I’ve met many mahatmas, Indian and Western, who never finished the
job. One, a friend’s guru, had so many
bizarre ideas it kept me in stitches for hours.
My friend ‘felt’ his presence and intuited his enlightenment but the
relationship was a source of immense confusion because she thought that she had
to take on board all his cockamamie ideas if she was going to free
herself. It was clear to me that to
amuse himself and relieve transcendental boredom he zipped around the inner
cosmos visiting various subtle planes enjoying interesting and bizarre
experiences…and that his ‘teachings’ were just a recapitulation of his
experiences. He was enlightened but he
was a lousy guru because he was completely unconcerned about her
confusion. He did not bother to teach
lesson number one: that no particular experience is necessary for
enlightenment.
Perhaps he thought that a ray of his
shakti was going to magically enlighten her. She did have many experiences with him but
the relationship was ultimately not helpful, except to show her that
enlightenment and gurudom can have nothing to do with
each other. Had he purified his mind and
had he learned a time tested and impersonal means to communicate Self knowledge
he would have been useful to her. She finally
moved on.
Another kind of jnani develops his
or her ‘own teaching’ which involves translating the ‘experience of the Self’

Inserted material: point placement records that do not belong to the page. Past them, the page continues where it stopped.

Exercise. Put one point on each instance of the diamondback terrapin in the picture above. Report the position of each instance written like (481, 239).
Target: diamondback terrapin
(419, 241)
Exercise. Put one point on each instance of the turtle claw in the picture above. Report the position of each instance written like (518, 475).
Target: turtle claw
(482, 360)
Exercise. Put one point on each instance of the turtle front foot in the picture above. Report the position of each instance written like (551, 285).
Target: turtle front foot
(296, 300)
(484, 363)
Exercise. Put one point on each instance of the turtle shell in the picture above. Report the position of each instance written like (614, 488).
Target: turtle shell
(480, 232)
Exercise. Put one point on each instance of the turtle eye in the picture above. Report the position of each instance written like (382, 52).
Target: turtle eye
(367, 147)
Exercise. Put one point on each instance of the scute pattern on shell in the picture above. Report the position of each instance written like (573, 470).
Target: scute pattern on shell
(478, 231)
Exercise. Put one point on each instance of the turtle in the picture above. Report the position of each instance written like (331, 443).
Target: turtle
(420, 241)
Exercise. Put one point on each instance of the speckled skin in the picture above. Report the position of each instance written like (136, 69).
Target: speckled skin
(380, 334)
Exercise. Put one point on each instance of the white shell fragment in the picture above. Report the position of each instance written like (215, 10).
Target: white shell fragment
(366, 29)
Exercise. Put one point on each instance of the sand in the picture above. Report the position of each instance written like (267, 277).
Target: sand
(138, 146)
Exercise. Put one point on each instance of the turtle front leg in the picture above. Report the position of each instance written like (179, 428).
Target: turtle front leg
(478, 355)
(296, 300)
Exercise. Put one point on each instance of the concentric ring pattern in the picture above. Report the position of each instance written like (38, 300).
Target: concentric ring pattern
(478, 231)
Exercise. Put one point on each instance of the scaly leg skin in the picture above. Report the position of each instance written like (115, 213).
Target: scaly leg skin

into some sort of intellectual language.
But this can also be very confusing.
It may help steer entry level people in the ‘spiritual’ direction but is
rarely a vehicle for enlightenment because it is so personal and
idiosyncratic.
I am lazy and don’t have enough
vanity to invent ‘my’ teachings so I just let Vedanta do the talking. The rishis already developed and refined a
very effective means of enlightenment based on experience, logic and reason,
one that requires nothing more than an open, mature, discriminating mind.